Mais ce n’est pas le cas pour la langue nationale du Bangladesh, connue sous le nom de bangla—une des langues les plus parlées au monde.

“En ce qui concerne l’anglais, Google comprend d’abord une requête, traite la requête, puis fournit le meilleur résultat à l’utilisateur. Mais ce n’est pas le cas avec le bengali et d’autres langues à faibles ressources », a déclaré Amin. “Google fournit de très bons résultats de recherche pour certaines langues comme l’anglais, le chinois et l’espagnol. Avec le bengali, Google fournit des résultats de recherche mais ne peut pas analyser ces données car il ne dispose pas d’une base d’informations sémantiques en bengali à extraire. Google ne comprend pas la langue, linguistiquement. Les résultats de recherche Google en anglais sont donc très dynamiques, mais pas en bengali. »

Un projet mondial pour développer l’intelligence artificielle à l’étranger

Au cours des deux prochaines années, Amin travaille avec GigaTechune entreprise technologique mondiale au Bangladesh, pour développer le premier corpus en bengali.

“Nous voulons créer un grand ensemble de données étiqueté avec des propriétés grammaticales par des experts linguistiques, qui seront en mesure d’identifier les personnes, les lieux et les choses. Cela renforcera le cadre NLP de la langue nationale bengali. Ensuite, nous développerons un algorithme de calcul à grande échelle capable de détecter automatiquement ces éléments à partir de textes en bengali », a déclaré Amin. « À l’avenir, les chercheurs pourront améliorer le modèle et les industries locales pourront créer des applications avec. C’est l’objectif du gouvernement bangladais – créer le cadre pour que les technologies de l’information et de la communication dans le pays puissent décoller.

Amin est originaire du Bangladesh. Il est né et a grandi dans la capitale, Dhaka, et a immigré aux États-Unis en 2013. Cette même année, il a développé le premier moteur de recherche national du Bangladesh—Pipilikaqui a duré au total huit ans – dans le cadre d’un projet cofinancé par télénor, accentueret a2iun programme du gouvernement bangladais qui vise à améliorer l’accès aux services publics grâce aux nouvelles technologies.

Recherche guidée par la philosophie ignatienne

En 2019, Amin a rejoint la faculté de Fordham, où enseigne et mène des recherches avec des étudiants de premier cycle et des cycles supérieurs. Il collabore également avec des institutions universitaires en Amérique du Nord, en Europe, en Australie et en Asie du Sud-Est.

« La plupart des problèmes résolus par mon équipe sont situés aux États-Unis, mais cela ne signifie pas que nous devons simplement résoudre les problèmes ici.

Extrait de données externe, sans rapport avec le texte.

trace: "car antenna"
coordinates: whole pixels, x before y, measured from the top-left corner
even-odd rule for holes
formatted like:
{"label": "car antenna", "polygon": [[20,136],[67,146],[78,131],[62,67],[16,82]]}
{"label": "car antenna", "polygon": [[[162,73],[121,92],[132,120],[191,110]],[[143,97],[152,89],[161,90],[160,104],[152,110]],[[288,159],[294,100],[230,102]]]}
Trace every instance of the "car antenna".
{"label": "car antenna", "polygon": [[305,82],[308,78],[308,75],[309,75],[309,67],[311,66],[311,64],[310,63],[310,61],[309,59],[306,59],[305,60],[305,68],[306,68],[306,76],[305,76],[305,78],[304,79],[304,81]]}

Nous pouvons faire la même chose pour les autres langues et nations où nous sommes », a déclaré Amin, qui travaille virtuellement avec Giga Tech et le gouvernement bangladais sur ce projet.

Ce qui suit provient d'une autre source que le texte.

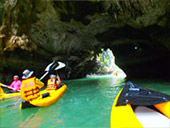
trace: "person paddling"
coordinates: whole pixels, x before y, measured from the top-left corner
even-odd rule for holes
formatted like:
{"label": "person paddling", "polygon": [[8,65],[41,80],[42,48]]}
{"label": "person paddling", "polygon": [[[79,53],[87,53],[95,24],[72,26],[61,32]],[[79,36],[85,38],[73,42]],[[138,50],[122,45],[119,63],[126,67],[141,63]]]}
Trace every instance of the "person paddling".
{"label": "person paddling", "polygon": [[16,92],[16,91],[20,90],[20,87],[21,87],[21,81],[19,80],[18,75],[14,75],[13,80],[14,81],[8,86],[8,88],[9,87],[13,88],[13,90],[10,92]]}
{"label": "person paddling", "polygon": [[24,70],[22,76],[23,81],[21,84],[20,97],[27,102],[38,98],[40,96],[39,89],[44,86],[44,83],[41,82],[38,78],[32,77],[33,73],[34,71],[26,69]]}
{"label": "person paddling", "polygon": [[54,75],[54,74],[51,74],[50,75],[50,79],[48,79],[47,81],[47,88],[46,90],[56,90],[58,88],[60,88],[62,85],[61,85],[61,80],[60,80],[60,77],[59,75]]}

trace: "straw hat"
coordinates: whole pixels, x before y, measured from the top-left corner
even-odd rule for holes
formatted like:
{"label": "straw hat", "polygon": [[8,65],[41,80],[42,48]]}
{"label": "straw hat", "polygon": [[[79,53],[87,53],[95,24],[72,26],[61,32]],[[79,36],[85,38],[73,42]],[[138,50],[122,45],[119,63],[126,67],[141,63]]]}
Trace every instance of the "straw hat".
{"label": "straw hat", "polygon": [[24,70],[22,79],[27,79],[27,78],[31,77],[33,73],[34,73],[34,71],[30,71],[29,69]]}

Amin a déclaré que ses recherches, que ce soit aux États-Unis ou au Bangladesh, sont toujours guidées par les principes ignatiens de Fordham.

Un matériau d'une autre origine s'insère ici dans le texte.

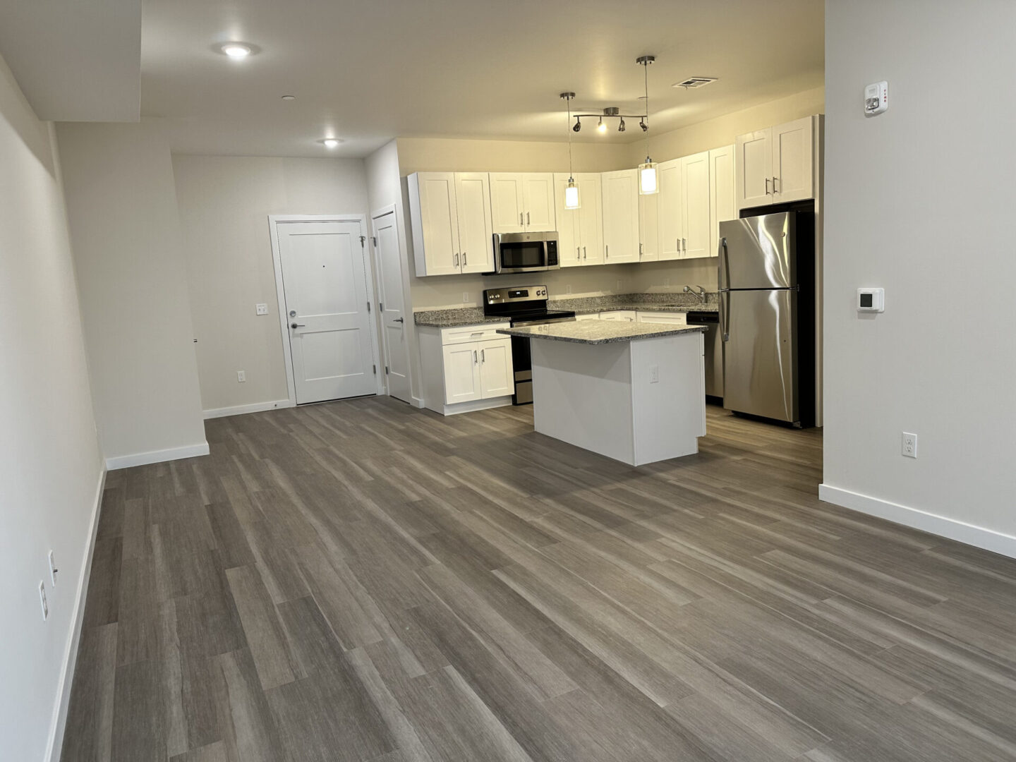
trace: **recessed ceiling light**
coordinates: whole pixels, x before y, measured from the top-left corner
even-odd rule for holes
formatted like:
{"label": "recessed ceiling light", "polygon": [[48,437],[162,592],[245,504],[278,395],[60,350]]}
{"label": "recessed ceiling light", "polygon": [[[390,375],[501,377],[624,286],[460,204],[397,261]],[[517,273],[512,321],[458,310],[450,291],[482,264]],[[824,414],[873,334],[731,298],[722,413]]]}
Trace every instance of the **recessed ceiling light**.
{"label": "recessed ceiling light", "polygon": [[242,61],[247,56],[253,56],[259,49],[247,43],[223,43],[216,46],[216,50],[234,61]]}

« Je suis profondément motivé par les principes ignatiens et je crois que l’éducation est l’un des meilleurs moyens d’aider les gens. Nous devons continuer à diffuser les connaissances que nous créons à l’intérieur de Fordham pour toucher les gens à l’extérieur de l’Université », a déclaré Amin. “La meilleure façon d’y parvenir est de collaborer avec des entités externes – pas seulement par le biais de la recherche universitaire, mais par une mise en œuvre qui atteint la vie des gens au-delà des binaires et des frontières.”